Image Source: NextEra Energy
By Brian Nelson, CFA
On January 24, NextEra Energy (NEE) reported mixed fourth quarter results with revenue missing the consensus forecast, but non-GAAP earnings per share coming in line. For the fourth quarter, net income attributable to NextEra Energy came in at $1.203 billion, or $0.58 per share, compared to $1.21 billion, or $0.59 per share, for the fourth quarter of 2023. On an adjusted basis, NextEra reported fourth-quarter earnings of $1.095 billion, or $0.53 per share, compared to $1.067 billion, or $0.52 per share, in the same period last year.
Management had a lot to say about the quarter:
NextEra Energy had an excellent year of execution in 2024, growing full-year adjusted earnings per share by more than 8% over 2023 and once again achieving the top end of our adjusted earnings per share expectations range. Continuing our track record of providing long-term value for shareholders, we have delivered compound annual growth in adjusted earnings per share of more than 10% since 2021 and of approximately 10% over the past 10 years, both of which are the highest among all top-10 power companies. NextEra Energy generates more electricity and invests more in energy infrastructure than any other company in the U.S. and in 2024 placed into service roughly 8.7 gigawatts of new renewables and storage projects, expanding our leadership in power generation. With experience in every part of the energy value chain and a track record of delivering for our customers and shareholders, we believe NextEra Energy is well positioned to capitalize on the opportunity set that lies ahead and the increased power demand that is happening now in the U.S. Given the strength of both of our businesses, we will be disappointed if we are not able to deliver financial results at or near the top of our adjusted earnings per share expectations ranges in each year through 2027, while maintaining our strong balance sheet and credit ratings.
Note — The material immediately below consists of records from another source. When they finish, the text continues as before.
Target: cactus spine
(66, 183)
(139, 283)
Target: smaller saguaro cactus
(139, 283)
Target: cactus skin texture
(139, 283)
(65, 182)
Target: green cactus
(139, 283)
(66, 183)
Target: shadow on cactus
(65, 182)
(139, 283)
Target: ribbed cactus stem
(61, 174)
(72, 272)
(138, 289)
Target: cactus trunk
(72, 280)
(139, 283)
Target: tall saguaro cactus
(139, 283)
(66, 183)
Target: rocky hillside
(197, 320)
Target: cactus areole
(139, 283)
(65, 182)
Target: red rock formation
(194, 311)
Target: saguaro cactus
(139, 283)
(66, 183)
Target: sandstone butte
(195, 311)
Its FPL division reported fourth quarter 2024 net income on a GAAP basis of $845 million, or $0.41 per share, compared to $1.146 billion, or $0.56 per share, for the same period of 2023. On an adjusted basis, FPL’s 2024 fourth quarter earnings were $845 million, or $0.41 per share, compared to $846 million, or $0.41 per share, in last year’s quarter. NextEra Energy Resources reported fourth-quarter 2024 net loss on a GAAP basis of $442 million, or $0.21 per share, compared with net income of $885 million, or $0.43 per share, in the prior-year quarter. On an adjusted basis, NextEra Energy Resources’ earnings for the fourth quarter of 2024 were $446 million, or $0.22 per share, compared to $361 million, or $0.18 per share, for the fourth quarter of last year.
NextEra Energy reaffirmed its long-term financial expectations. For 2025, NextEra Energy continues to expect adjusted earnings per share to be in the range of $3.45-$3.70. For 2026 and 2027, NextEra Energy expects adjusted earnings per share to be in the ranges of $3.63-$4.00 and $3.85-$4.32, respectively. The company also continues to expect to grow its dividends per share at a roughly 10% annual clip through at least 2026, off a 2024 base. We continue to like NextEra Energy as a holding in the ESG Newsletter portfolio.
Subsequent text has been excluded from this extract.